Considéré comme novateur en 1990, Tick, Tick… Boom ! était à la base un « monologue rock » autobiographique où tout est vrai, sauf ce qui a été inventé, dixit l’un des personnages surgis de cette réminiscence-fleuve ponctuée d’irrésistibles chansons. Subséquemment, le monologue en question fut réparti entre trois personnages plutôt qu’un seul. Or, et c’est là l’un de ses meilleurs coups, Lin-Manuel Miranda a choisi de marier les deux versions au lieu de n’en choisir qu’une.

On revient ainsi constamment à Jonathan qui, devant le public réuni dans une petite salle de répétition, relate ses déboires et espoirs d’aspirant compositeur et dramaturge. S’apprêtant à célébrer son trentième anniversaire, le jeune homme se juge déjà trop vieux et sent monter l’angoisse. Ce spectacle qu’il commence à répéter, et dont la conception se trouve au cœur des souvenirs qu’il partage avec l’audience, est sa dernière chance de se faire un nom.

En parallèle, sur la toile de fond de la pandémie du sida, on plonge dans lesdits souvenirs peuplés d’une galerie de personnages bigarrés et attachants, de Susan, la fiancée qui se sent à raison déconsidérée dans ses propres aspirations, à Michael, le meilleur ami, qui a troqué ses rêves d’acteur pour une carrière en publicité, en passant par le légendaire Stephen Sondheim, dont un mot d’encouragement jadis justifie aux yeux de Jonathan d’y croire encore et toujours.
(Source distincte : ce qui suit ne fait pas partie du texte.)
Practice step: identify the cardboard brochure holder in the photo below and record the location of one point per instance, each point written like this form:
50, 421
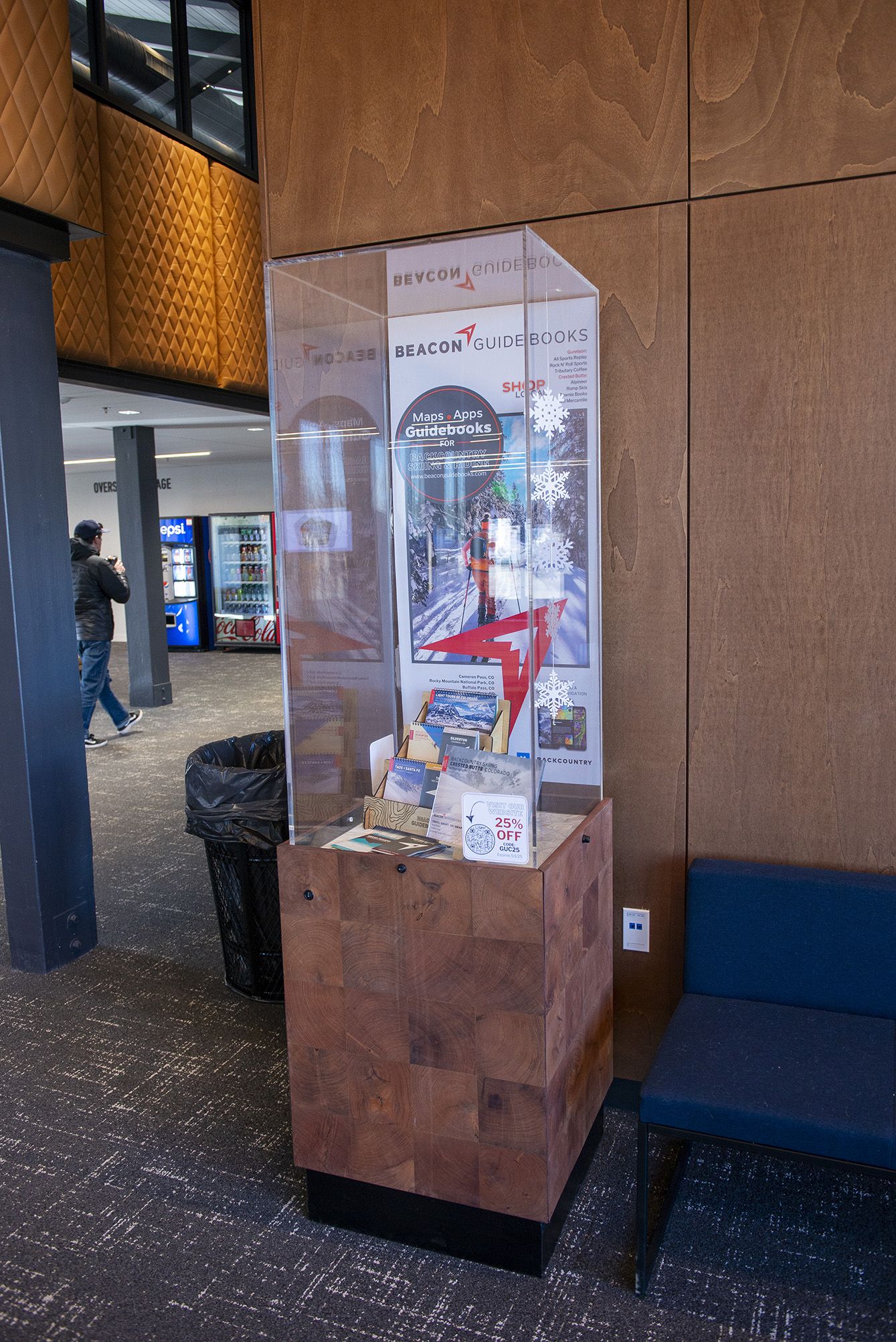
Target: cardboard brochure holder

À cet égard, Tick, Tick… Boom !, tel qu’il est adapté par Miranda, est un hommage autant à Jonathan Larson qu’à Broadway (plusieurs figures marquantes de la « Great White Way » viennent faire un émouvant coucou dans le numéro « Sunday »). Le thème central demeure cependant la création et ce qu’il en coûte pour mettre au monde la vision que l’on porte en soi. Il arrive que l’amour y passe, l’amitié également, mais pas nécessairement puisque, dans le cas précis de Jonathan, les deux sont intimement liés à son inspiration.

À fleur de peau

Qu’il relève de la comédie, du drame ou, comme dans ce cas-ci, un peu des deux, le genre musical a ceci de particulier que tout y est amplifié par la musique, justement. Tout est « augmenté » : un contretemps devient presque une tragédie et une petite joie se meut quasiment en extase. C’est une convention. Tick, Tick… Boom ! embrasse goulûment cette dimension « montagnes russes émotionnelles », à l’instar d’ailleurs d’Andrew Garfield, à fleur de peau, complètement investi, et qui plus est en voix, dans le rôle de Jonathan.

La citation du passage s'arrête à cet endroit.